I hunkered down easily, part of the boxer’s side of my daily training, and looked at her.
“Not a very pleasant induction into the family,” I said.
“She loves him,” Tatyana Baranovich explained, shrugging her left shoulder.
“Even still, it must not feel too good.”
“It is not my business about what happens between a son and his mother. I can only be here for him if he wants me.”
She was working with the socks and watches, cuff links that D had never used and scraps of paper that he was always making notes and little drawings on.
“He’s been making those little doodles since he was a child,” I said.
“He has great talent.”
She stopped working then and looked straight at me. There seemed to be an accusation in the words.
I remembered again what a formidable character Dimitri’s girlfriend was.
“Did you meet my friend Mr. Arnold?” I asked.
There was more than one intention behind the question. Immediately I wanted to derail her insinuation that I dismissed my son’s talents and abilities. I believed in D but he purposely kept me out of his life.
On the other hand, I didn’t only want to know what Hush thought about Tatyana; I was also interested in how she saw the ex-assassin.
“Yes,” she said, shaking out a pair of black-yellow-and-green argyle socks.
“What did you think of him?”
She rolled the socks, placed them in a box, and selected another pair from a pile on the floor.
“Well?” I prompted.
“He has dead eyes,” she said to the floor.
“What do you mean?”
“He is one of those men my babushka used to tell me about.”
“What men?”
“The tightrope walkers who have their death on one side and yours on the other.”
9
Katrina’s Snoring could be heard throughout the apartment. She sawed on while the kids packed and carried, ate sandwiches and cleaned. Dimitri spent half an hour whispering with Tatyana in a corner of the kitchen. After that he calmed down.

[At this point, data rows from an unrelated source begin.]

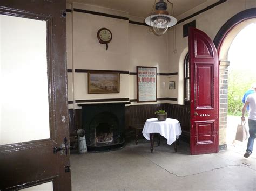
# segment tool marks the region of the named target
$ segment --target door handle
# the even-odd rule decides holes
[[[60,155],[64,154],[68,155],[68,150],[73,148],[73,146],[70,146],[69,143],[68,143],[68,139],[64,137],[64,143],[60,145],[59,147],[53,147],[53,153],[56,154],[58,152],[60,151]]]

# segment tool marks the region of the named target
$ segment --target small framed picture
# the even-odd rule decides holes
[[[169,82],[169,89],[175,89],[175,82]]]

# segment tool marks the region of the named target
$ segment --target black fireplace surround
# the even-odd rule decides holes
[[[89,151],[119,149],[125,145],[125,103],[79,104]]]

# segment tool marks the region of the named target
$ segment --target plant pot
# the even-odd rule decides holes
[[[157,116],[158,121],[165,121],[167,119],[167,113],[157,114]]]

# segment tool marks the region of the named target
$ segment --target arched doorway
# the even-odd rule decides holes
[[[227,125],[228,49],[235,36],[246,26],[256,22],[256,8],[243,11],[230,18],[216,35],[213,42],[217,48],[219,62],[219,146],[226,149]]]

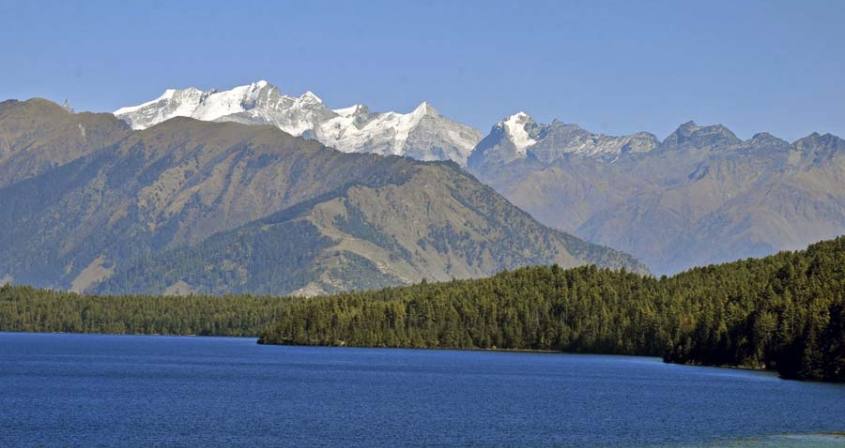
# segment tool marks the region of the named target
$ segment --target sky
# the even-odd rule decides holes
[[[0,0],[0,99],[113,111],[265,79],[333,108],[429,101],[663,138],[845,136],[845,1]]]

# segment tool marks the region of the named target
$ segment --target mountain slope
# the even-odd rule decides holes
[[[0,103],[0,187],[64,165],[129,135],[111,114],[69,113],[39,98]]]
[[[742,141],[724,126],[688,122],[659,144],[634,134],[599,145],[618,149],[572,151],[572,139],[535,135],[525,156],[510,160],[495,155],[506,142],[479,144],[471,171],[546,225],[631,253],[656,273],[845,233],[845,149],[835,136]],[[637,145],[626,151],[621,141]]]
[[[452,160],[462,165],[481,138],[475,129],[443,117],[425,102],[407,114],[371,113],[364,105],[331,110],[312,92],[291,97],[266,81],[224,91],[169,89],[155,100],[118,109],[115,116],[133,129],[174,117],[271,124],[344,152]]]
[[[435,164],[145,258],[97,291],[315,295],[585,262],[645,271],[627,255],[543,227],[457,166]]]
[[[443,172],[446,171],[461,179],[460,188],[466,192],[457,197],[463,202],[441,195],[442,189],[450,185],[447,181],[452,179],[438,177],[445,176]],[[440,179],[440,182],[433,179]],[[358,187],[350,189],[353,185]],[[400,185],[407,186],[396,187]],[[384,198],[379,196],[392,191],[391,188],[400,191]],[[414,194],[422,194],[428,189],[431,190],[426,193],[428,202],[414,199]],[[344,154],[315,141],[292,137],[273,126],[175,118],[133,132],[116,144],[0,189],[0,226],[7,229],[0,234],[0,247],[7,254],[0,259],[0,279],[90,290],[115,273],[129,269],[134,260],[154,258],[183,247],[203,247],[204,241],[212,235],[341,191],[349,198],[355,198],[351,202],[355,205],[350,205],[348,212],[353,218],[359,212],[373,223],[380,222],[374,218],[379,213],[382,219],[391,218],[389,223],[379,224],[384,227],[381,232],[401,240],[400,246],[404,250],[410,250],[408,248],[416,244],[404,240],[411,234],[402,232],[411,228],[440,229],[446,236],[436,244],[452,238],[455,244],[468,245],[461,257],[411,259],[402,265],[404,270],[390,273],[389,281],[379,280],[382,282],[379,285],[422,278],[449,278],[450,275],[485,275],[535,259],[565,265],[596,260],[607,265],[619,263],[631,269],[640,268],[633,260],[616,252],[540,226],[455,165],[426,164],[373,154]],[[466,196],[480,191],[486,193],[477,201]],[[355,194],[349,196],[352,193]],[[349,200],[347,196],[338,196],[334,201],[341,204]],[[298,253],[299,248],[321,248],[325,238],[347,242],[378,238],[350,233],[348,226],[337,227],[341,219],[357,221],[344,218],[346,212],[337,212],[332,207],[338,205],[325,202],[327,200],[315,203],[320,206],[310,212],[309,222],[317,227],[316,231],[302,236],[280,227],[283,231],[277,236],[282,240],[279,244],[291,248],[283,256],[300,260],[297,269],[303,272],[319,270],[314,263],[322,260],[325,254],[321,251],[319,256],[308,258]],[[373,205],[365,206],[367,201]],[[447,207],[438,201],[451,201],[451,205]],[[452,211],[437,219],[430,215],[402,214],[399,210],[404,203]],[[485,207],[492,207],[492,211],[482,213]],[[330,210],[338,214],[331,215]],[[392,210],[393,215],[385,215],[386,210]],[[326,217],[317,219],[318,212]],[[523,217],[519,222],[529,229],[531,236],[527,240],[520,237],[511,244],[495,245],[493,242],[502,238],[501,235],[513,233],[513,229],[506,229],[509,224],[504,216],[514,213]],[[483,220],[476,216],[479,214],[496,224],[479,227],[473,238],[455,233],[458,231],[454,229],[469,225],[464,221],[477,221],[474,225],[481,226]],[[349,226],[354,227],[353,224]],[[483,234],[487,231],[489,234]],[[344,235],[338,237],[332,232]],[[556,242],[547,250],[538,245],[537,238],[552,238]],[[378,246],[380,243],[372,244]],[[260,239],[250,242],[245,257],[248,258],[253,250],[260,251],[259,245]],[[392,261],[404,256],[399,246],[381,251],[366,247],[366,250],[348,252],[376,265],[385,259]],[[495,251],[495,257],[503,257],[502,260],[482,262],[471,258],[472,254],[485,253],[485,250]],[[536,256],[532,255],[535,253]],[[194,267],[216,261],[192,259]],[[446,269],[448,263],[451,266]],[[289,275],[287,269],[274,266],[262,266],[261,269],[268,270],[270,277]],[[294,270],[290,270],[290,275],[294,275]],[[330,285],[331,282],[324,283]],[[277,293],[291,291],[281,287],[275,289],[282,284],[275,280],[256,281],[239,290],[254,287]],[[315,287],[331,289],[325,285],[319,283]],[[212,284],[191,286],[199,290],[219,290]]]

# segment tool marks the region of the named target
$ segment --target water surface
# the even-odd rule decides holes
[[[845,386],[658,359],[0,333],[0,446],[842,446]],[[806,435],[804,435],[806,434]]]

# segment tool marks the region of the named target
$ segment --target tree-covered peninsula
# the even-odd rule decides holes
[[[300,298],[0,288],[0,331],[662,356],[845,381],[845,237],[654,278],[593,266]]]
[[[291,302],[275,344],[662,356],[845,380],[845,237],[674,277],[532,267]]]

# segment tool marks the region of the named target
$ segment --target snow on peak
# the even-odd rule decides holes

He stopped talking about his mother and woes and concentrated on preparing for his new life with the Mata Hari of the Upper West Side.
After they had all gone, ferried by Hush to the new place, the only sound was Katrina’s rough breathing.
I stayed home out of duty to my wife. She was in pain, more than she ever had been in our long years together — and apart. I suppose I was worried about her.
But the sound of her snoring, for some reason, unsettled me. Soon after the kids were gone I went into the dining room and closed the door. There I took a crystal whiskey glass from the cabinet and poured myself a drink from the decanter.
The snoring was diminished but not extinguished. It sounded like recurring susurration from a storm the other side of thick stone walls.
The cognac didn’t help. Rather than providing bliss it exaggerated my habit of going over and over facts that I knew and could not change.
Breland Lewis had to call in a lot of favors to get Zella’s case back in the courts. He used every bit of his talent and guile to persuade the female convict to let him represent her. Then he had to present new evidence that had to seem to have been derived from a priori investigation and not from actual knowledge concerning the facts in the case.
I had replaced the wrappers on the cash with fakes and used blood from a Lower East Side donor named Rainbow Bill to replace the blood I had been presented with. For ten dollars and a quart of wine I got six good drops.
The lock they snipped off her storage space wouldn’t have opened with the key they’d taken from her. For anyone willing to look closely enough it was obvious that she’d been framed.
I’d gone through those elaborate precautions because the job had been brought to me by Gert and I was worried that Stumpy Brown might have put her in jeopardy somewhere up the line.
Getting my preparations together in front of a sympathetic judge cost money — a lot of it.
Thinking about Zella while listening to Katrina’s faraway exsufflations I remembered the last time I happened upon hard breathing.
It was in an apartment in Queens, not too far from LeFrak City. At three-seventeen on a Thursday morning I entered the building through a side entrance and made it up the stairs without being noticed. The door to apartment 3G was ajar.